Thursday, December 18, 2008

Really Sorta!

I'm not sure if I've encountered a more ungainly movie title than Definitely, Maybe. I suppose Love Actually is a contender. And like that film, somewhere in the screenplay to Definitely, Maybe those very words are spoken, giving the strange title a bit of context that kinda-sorta makes sense. Really. Sorta. (Hey, there's a title: Really Sorta!)

Unsurprisingly then, Definitely, Maybe comes from some of the same filmmakers responsible for Love Actually, and it's the same genre of movie: it's a mushy romantic comedy with a plot that's as old as the hills freshened up a bit through the use of some nifty narrative trickery. It doesn't rise to the level of Love Actually (which is one of my favorite movies ever), but it's got quite a bit of quirky charm going for it.

So, what's Definitely, Maybe about? Well, it tells the tale of the proverbial lonely guy who can't figure out who he's supposed to be with. However, it doesn't start out being about that, using some misdirection to make us think it's about something else. A man named Will, working in an ad agency in New York, receives his final divorce papers, which puts him in the mood to finally tell his daughter Maya (who is one of the cuter movie kids I've seen recently, by the way) the story of how he met her mother (the woman he is about to divorce). However, he decides that in the course of telling her the story, he will change the names of the women involved, and that she therefore has to try and pick out which one is actually her mother.

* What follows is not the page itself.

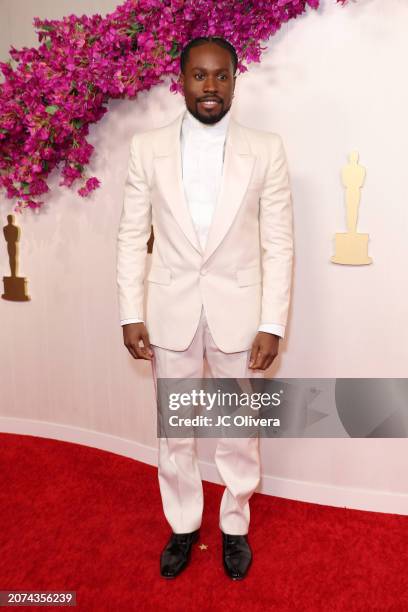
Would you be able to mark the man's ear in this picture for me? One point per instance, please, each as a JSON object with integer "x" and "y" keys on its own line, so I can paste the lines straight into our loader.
{"x": 181, "y": 81}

So it's set up as kind of a "love mystery", in a way. Will, it turns out, has in his life had three "great loves", and each is a "contender" for turning out to be Maya's mother. There's "Emily", Will's college sweetheart; there's "Summer", the journalism grad student Will meets in the course of working for Bill Clinton's 1992 campaign; and there's "April", the copy-girl in Bill Clinton's New York office. These women come and go into and out of Will's life for various reasons, and at times he's truly in love with each one (or that's how he tells the tale), so we're kept as in the dark as Maya as to who her mother will turn out to be.

(Yes, this framing device is not dissimilar to the CBS sitcom How I Met Your Mother. An idea's an idea, folks.)

As the movie progresses deeper into Will's travails of love, it slowly dawns on Maya that obviously her mother can't be the one true love of her father's life, since he's divorcing her. Who can it really be, then? Well, by the time Maya's realizing this herself, we're realizing already just who Will really belongs with in the first place. The answer's pretty conventional by romantic comedy standards, especially when Will buys a certain meaningful gift for one of his three lady loves. Still, the movie does a pretty good job of at least making it seem as if Will's future with this particular lady is hopeless, pretty much right up until the very last scene.

A lot of the film's humor stems from poking fun at how things have changed in so short a time since the early 1990s. At one point, Will is handed one of those gigantic first-generation cell phones, the ones that could only be carried around if one was wearing Batman's belt; at another, the Bill Clinton campaign staff is sitting around watching the news, and Bryant Gumble interviews the owner of the Texas Rangers, George W. Bush, and someone scoffs, "This guy better plan on spending the rest of his life in baseball." Or later on, when someone's job security depends on getting some information off the Internet immediately...and in the middle of New York City, they have to wait for the posh hotel's dial-up connection to kick in.

Acting-wise, the movie's not any great shakes, but everybody gets the job done. Rachel Weisz ("Summer") is probably the biggest name among the leads, but my favorite of the women was Isla Fisher as "April". (It's the long red hair, obviously.) Ryan Reynolds's first impression as Will is pretty bland, but he grew on me in the course of the movie. Everybody's good looking, but not so good looking that it's distracting. Kevin Kline has a cameo as a pompous-ass college professor that's worth watching for. If the performances aren't great, they're not distracting, either. The music is a combination of nicely selected pop songs and earnest "romantic comedy" music (heavy on the piano).

Like I said, this is nothing more than a well-made mushy romantic comedy. If that's not your genre, then for the love of God, stay away from this movie. But I enjoyed it.

1 comment:

Erin said...

I liked that movie quite a bit. (I even cried...but I'm an easy target.) It always reminds me of Patton Oswalt's rant about movie titles. His made up example is "Feelin' Sorta Kinda."